En el Bafici que empezó esta semana hay una película de Mariano Llinás que se titula Clorindo Testa y trata, entre otras cosas, de Clorindo Testa, arquitecto y pintor, pero también de Julio Llinás (1929-2018), crítico, escritor, publicista, gaucho vocacional y padre de Mariano. Vi la película ayer pero no voy a hablar aquí de ella, aunque probablemente lo haga más adelante. La demora tiene que ver con que se me ocurrió que debería releer un par de libros de Julio, que tienen que ver de algún modo con el film y hasta permiten pensar la filmografía de Mariano a partir de la relación con su padre. Bueno, no tanto, pero tal vez un poco.
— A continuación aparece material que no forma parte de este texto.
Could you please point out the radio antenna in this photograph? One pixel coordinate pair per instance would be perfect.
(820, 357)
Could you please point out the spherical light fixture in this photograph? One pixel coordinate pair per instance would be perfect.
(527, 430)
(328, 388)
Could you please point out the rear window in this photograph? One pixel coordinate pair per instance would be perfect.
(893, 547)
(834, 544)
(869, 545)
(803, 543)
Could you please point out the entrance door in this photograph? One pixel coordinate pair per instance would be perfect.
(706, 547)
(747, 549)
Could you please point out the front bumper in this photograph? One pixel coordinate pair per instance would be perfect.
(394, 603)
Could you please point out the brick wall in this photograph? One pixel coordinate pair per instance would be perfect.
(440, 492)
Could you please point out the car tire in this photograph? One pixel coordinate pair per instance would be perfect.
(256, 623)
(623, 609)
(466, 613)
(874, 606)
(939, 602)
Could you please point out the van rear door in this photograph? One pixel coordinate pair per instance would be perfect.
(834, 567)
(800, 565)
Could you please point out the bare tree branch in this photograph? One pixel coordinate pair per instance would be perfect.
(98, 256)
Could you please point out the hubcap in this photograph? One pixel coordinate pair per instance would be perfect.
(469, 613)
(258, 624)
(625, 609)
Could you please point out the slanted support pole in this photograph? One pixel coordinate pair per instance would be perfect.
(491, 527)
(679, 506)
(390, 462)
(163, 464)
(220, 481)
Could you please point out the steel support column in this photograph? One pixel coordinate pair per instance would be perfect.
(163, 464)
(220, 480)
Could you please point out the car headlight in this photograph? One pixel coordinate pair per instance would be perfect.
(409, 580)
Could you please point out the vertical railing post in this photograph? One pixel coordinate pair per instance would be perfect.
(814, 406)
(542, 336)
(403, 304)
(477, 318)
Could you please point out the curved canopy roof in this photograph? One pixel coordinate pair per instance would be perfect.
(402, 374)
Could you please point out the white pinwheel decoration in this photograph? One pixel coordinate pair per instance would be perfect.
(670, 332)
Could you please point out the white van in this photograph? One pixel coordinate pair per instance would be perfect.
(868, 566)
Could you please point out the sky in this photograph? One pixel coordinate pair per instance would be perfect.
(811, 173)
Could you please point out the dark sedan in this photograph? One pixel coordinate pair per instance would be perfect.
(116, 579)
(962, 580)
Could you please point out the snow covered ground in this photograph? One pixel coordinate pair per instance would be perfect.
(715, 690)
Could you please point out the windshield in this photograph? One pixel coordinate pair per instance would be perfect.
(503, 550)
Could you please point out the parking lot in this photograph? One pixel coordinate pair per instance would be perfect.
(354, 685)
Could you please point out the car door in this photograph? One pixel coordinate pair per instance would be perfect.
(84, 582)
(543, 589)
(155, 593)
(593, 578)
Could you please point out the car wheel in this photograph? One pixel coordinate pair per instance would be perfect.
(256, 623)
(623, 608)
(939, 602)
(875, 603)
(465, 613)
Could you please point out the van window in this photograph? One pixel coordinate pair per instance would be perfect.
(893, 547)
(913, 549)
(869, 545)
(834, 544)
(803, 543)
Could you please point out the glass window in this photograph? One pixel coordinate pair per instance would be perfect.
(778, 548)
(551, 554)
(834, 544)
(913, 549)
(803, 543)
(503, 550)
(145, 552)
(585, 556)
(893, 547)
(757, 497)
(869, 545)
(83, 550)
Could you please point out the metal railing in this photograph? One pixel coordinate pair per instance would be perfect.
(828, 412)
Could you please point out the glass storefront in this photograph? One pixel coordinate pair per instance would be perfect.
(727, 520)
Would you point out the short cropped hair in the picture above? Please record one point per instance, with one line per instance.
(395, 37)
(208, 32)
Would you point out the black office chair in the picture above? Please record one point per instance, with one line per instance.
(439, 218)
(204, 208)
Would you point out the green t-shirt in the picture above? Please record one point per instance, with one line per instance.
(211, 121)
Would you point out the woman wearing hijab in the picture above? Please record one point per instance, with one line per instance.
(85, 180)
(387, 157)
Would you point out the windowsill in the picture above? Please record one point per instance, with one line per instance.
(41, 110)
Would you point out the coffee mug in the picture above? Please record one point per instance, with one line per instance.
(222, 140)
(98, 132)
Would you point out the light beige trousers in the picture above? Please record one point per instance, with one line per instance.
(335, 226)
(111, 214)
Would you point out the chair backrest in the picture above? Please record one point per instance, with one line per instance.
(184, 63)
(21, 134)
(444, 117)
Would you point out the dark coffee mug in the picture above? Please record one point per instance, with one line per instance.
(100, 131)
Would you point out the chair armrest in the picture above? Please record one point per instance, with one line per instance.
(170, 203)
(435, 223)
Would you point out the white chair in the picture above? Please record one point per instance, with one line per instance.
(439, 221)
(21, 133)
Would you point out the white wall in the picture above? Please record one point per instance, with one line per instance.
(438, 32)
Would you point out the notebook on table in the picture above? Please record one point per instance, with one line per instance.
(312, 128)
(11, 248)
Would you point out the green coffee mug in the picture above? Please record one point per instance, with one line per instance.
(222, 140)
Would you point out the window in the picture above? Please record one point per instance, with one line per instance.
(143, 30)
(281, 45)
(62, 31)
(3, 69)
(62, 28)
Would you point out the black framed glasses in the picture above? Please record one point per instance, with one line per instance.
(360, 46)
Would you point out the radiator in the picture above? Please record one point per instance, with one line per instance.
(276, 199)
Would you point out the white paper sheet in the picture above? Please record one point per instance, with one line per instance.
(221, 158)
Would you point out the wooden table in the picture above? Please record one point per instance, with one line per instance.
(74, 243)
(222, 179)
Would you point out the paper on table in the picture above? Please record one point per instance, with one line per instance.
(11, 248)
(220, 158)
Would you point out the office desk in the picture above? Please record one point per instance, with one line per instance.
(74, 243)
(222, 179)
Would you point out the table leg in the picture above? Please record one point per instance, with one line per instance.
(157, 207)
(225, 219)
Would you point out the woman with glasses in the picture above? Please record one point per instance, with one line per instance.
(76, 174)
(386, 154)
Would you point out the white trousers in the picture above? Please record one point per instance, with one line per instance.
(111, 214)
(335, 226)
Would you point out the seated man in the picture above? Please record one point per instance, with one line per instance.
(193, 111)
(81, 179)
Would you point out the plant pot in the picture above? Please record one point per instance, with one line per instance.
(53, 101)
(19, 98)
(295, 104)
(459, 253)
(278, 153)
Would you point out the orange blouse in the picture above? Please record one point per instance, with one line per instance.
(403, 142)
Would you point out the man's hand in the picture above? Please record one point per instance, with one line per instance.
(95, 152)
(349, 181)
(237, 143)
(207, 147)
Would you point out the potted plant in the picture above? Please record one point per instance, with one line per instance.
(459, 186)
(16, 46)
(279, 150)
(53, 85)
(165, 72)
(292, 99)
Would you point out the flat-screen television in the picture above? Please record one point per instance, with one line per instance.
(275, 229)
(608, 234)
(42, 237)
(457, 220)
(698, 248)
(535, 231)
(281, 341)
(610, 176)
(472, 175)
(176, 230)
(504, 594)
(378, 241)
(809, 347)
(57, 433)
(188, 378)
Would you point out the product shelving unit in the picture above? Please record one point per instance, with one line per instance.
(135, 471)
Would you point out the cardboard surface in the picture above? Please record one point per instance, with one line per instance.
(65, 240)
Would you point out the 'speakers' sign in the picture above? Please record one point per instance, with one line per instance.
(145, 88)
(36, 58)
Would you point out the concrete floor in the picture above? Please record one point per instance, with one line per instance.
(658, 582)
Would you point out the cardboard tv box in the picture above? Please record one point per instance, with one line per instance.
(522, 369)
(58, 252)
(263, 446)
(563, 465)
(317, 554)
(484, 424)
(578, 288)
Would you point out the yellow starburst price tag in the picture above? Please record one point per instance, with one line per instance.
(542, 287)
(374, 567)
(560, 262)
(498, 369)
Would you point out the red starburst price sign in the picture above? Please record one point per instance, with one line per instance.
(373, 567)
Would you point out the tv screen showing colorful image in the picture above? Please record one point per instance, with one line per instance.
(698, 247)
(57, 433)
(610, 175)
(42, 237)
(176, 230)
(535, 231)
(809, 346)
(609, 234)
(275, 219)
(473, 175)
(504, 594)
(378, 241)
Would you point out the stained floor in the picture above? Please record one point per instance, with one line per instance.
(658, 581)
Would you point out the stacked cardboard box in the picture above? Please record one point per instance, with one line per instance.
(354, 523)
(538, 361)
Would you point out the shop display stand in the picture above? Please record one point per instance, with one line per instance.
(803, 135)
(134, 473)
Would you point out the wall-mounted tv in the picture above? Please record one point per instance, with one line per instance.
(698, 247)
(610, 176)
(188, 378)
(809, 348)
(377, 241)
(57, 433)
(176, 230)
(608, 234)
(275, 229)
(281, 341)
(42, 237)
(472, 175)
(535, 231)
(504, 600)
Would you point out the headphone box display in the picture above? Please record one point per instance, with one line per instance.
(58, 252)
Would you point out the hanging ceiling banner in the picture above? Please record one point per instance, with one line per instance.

Pero al abrir Querida vida, una especie de autobiografía desordenada y fragmentaria de Llinás padre, encontré un pasaje que dice: “Debo confesar que, en ciertas circunstancias, prefiero leer a Raymond Chandler que a Dante”.
Me quedé pensando en esa frase y me di cuenta de que no conozco a nadie que prefiera a Dante sobre Chandler en todas las circunstancias. Es más, no sé si conozco a alguien que prefiera más veces a Dante. Dicho de otro modo, la frase de Llinás no da para el escándalo y sí, en cambio, para pensar que no se animó a reemplazarla por una más contundente. En otra parte del libro dice: “A esta altura de mi vida debo confesar mi desagrado por los intelectuales, entre los cuales me incluyo”. La frase es análoga a la anterior: está teñida de un populismo que no se asume plenamente, que deja una puerta abierta.
De todos modos, no quería hablar de los Llinás, sino de algo que se me ocurrió esta semana leyendo un cuento de Steven Millhauser, que se llama La desesperación de Elaine Colman y forma parte del libro Risas milagrosas. Leí irregularmente a Millhauser, un escritor de culto del que llegué a pensar que era un genio después de leer sus relatos en torno a algunos peculiares artesanos del siglo XIX, como los creadores de autómatas. Pero este cuento es del siglo XX y transcurre en una pequeña ciudad de Nueva Inglaterra. Allí un día desaparece una mujer joven que fue compañera de colegio del narrador. Su departamento está vacío, dentro están las llaves y la comida a medio hacer, pero la policía no puede encontrar un motivo para que alguien la secuestre ni tampoco imaginar el modo en el que Elaine abandonó su casa. Así podría empezar un típico policial de cuarto cerrado, un subgénero que llega a la actualidad desde la Calle Morgue y tiene incluso especialistas, como John Dickson Carr, apodado “El maestro del enigma del cuarto cerrado”.
Un escritor que estuviera escribiendo un policial que empezara de ese modo debería encontrar al secuestrador o describir el truco que utilizó Elaine para desaparecer sin dejar rastros. Pero Millhauser no es un escritor de género, sino un autor de narrativa alta, y así su empresa es más difícil: el cuento tiene que encontrar un desenlace que no sea realista, pero tampoco fantástico en un sentido convencional. Es decir, tiene que terminar de un modo sutil, que convenza al lector de que no lo están engañando sino conduciendo a un plano superior del pensamiento. Millhauser lo logra de un modo irreprochable dentro de lo suyo, pero no estoy seguro de que la literatura contemporánea, entendida como arte del relato, tenga algo mejor que ofrecer que las buenas piezas de género.